Archiviata l’era Bush con le sue guerre, le contrapposizioni frontali e il suo atteggiamento fortemente ideologizzato, Obama vorrebbe che questi valori tornassero a incarnare l’immagine degli Stati Uniti nel mondo perché tutte le nazioni guardino al suo Paese come a una forza positiva e a favore della pace. Si tratta di un obiettivo molto ambizioso che, se Obama riuscisse a ottenerlo nel suo mandato, potrebbe già permettergli di essere considerato un presidente di successo.

Per Obama, i valori americani e la forza del loro esempio dovrebbero essere la chiave per aprire un dialogo efficace e fruttuoso anche con i nemici o con coloro che fanno parte di culture diverse. Al riguardo appare importante la mano tesa verso il mondo musulmano, con cui si è impegnato a inaugurare un rapporto di tipo nuovo, fondato sul mutuo rispetto e sulla tutela degli interessi reciproci.

Rispetto all’approccio ideologico proprio del suo predecessore, l’intenzione di Obama di privilegiare il dialogo e la difesa dell’interesse nazionale è indice di un atteggiamento pragmatico e realista che lo rende consapevole che, per quanto grande sia la forza americana, Washington non è in grado di agire da sola e deve quindi fare affidamento sulle istituzioni internazionali e sugli alleati.

Naturalmente il pragmatismo del nuovo presidente non va interpretato come segno di debolezza e arrendevolezza.

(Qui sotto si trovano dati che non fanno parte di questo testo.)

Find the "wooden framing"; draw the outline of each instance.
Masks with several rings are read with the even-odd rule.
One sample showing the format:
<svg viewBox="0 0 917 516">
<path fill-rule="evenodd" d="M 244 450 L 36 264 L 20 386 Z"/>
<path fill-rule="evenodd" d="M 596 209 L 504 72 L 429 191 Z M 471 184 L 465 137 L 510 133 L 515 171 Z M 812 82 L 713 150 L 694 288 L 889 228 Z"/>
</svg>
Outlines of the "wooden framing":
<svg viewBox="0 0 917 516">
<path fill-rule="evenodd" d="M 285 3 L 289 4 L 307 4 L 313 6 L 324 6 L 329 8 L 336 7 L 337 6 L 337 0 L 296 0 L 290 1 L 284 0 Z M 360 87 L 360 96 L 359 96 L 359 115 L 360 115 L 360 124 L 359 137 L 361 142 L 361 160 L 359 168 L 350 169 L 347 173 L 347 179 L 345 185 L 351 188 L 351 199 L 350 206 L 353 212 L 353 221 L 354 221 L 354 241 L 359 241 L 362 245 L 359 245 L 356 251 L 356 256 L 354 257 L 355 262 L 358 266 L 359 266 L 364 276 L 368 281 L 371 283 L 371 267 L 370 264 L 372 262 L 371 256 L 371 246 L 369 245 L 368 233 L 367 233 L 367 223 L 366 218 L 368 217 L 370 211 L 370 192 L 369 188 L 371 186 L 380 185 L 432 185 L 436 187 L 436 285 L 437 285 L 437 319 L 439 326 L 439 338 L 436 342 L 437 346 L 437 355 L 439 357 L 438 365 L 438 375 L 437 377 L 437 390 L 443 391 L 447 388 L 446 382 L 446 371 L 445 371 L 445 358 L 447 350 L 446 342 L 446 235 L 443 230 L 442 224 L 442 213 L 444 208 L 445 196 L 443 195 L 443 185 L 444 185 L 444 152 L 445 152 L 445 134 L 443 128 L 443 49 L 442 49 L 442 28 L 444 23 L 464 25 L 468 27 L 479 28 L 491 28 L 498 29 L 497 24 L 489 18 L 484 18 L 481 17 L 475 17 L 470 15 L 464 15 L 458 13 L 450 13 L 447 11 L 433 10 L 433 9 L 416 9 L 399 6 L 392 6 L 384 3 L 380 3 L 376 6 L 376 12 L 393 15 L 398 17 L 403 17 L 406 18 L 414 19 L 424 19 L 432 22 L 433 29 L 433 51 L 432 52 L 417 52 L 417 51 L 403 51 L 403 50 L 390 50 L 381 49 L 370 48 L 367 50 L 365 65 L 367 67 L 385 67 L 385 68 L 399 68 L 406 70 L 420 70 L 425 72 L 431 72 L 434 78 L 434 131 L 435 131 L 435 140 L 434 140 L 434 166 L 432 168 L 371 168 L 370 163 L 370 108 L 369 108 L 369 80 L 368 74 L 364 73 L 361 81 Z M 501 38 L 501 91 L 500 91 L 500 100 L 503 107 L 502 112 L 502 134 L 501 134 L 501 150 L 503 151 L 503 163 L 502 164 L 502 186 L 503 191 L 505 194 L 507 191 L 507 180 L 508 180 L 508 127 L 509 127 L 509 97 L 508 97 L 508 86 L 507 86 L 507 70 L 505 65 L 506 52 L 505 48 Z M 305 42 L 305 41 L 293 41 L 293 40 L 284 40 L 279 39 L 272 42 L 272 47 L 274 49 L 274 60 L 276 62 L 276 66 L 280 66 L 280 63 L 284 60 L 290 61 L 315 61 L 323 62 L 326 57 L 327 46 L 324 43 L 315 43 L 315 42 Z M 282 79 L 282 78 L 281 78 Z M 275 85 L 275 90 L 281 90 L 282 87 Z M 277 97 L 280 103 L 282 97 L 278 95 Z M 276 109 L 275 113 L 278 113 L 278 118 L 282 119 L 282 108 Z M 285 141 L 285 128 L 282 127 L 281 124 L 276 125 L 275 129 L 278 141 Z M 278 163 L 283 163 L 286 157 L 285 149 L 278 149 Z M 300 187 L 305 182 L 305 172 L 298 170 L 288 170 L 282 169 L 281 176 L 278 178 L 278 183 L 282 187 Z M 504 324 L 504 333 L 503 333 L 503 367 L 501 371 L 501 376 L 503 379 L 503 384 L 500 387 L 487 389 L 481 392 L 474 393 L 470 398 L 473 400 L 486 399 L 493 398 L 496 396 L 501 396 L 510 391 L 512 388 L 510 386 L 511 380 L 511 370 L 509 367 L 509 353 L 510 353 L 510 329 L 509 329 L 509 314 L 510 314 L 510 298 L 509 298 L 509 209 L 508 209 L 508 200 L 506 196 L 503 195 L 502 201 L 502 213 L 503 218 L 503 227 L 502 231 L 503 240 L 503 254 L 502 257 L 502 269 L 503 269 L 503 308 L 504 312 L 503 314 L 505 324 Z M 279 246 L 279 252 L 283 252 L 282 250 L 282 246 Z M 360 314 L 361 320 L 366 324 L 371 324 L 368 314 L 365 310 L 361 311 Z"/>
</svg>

Obama lo ha sostenuto con chiarezza quando ha sottolineato che, pur se pronto al dialogo, come presidente è chiamato anche a impiegare la forza per sconfiggere coloro che volessero mettere alla prova la sua decisione.

Il realismo che Obama intende applicare nell’arena internazionale si riflette anche nel suo atteggiamento riguardo ai problemi interne del suo Paese. Ad esempio, l’affermazione che le dimensioni del governo non sono né troppo grandi (come sosteneva Ronald Reagan e i suoi epigoni conservatori) né troppo piccole: ciò che conta è che sia in grado di risolvere i problemi delle persone. Lo stesso vale per il mercato, che di per sé non è né una forza benefica né malefica, ma se lasciato senza un indirizzo dello Stato, è capace di creare distorsioni nella distribuzione della ricchezza. Questo secondo un approccio tipico degli economisti e politici keynesiani, le cui idee sembravano essere state sepolte dal conservatorismo trionfante degli ultimi 30 anni e che la recente crisi finanziaria mondiale ha reso di nuovo attuale.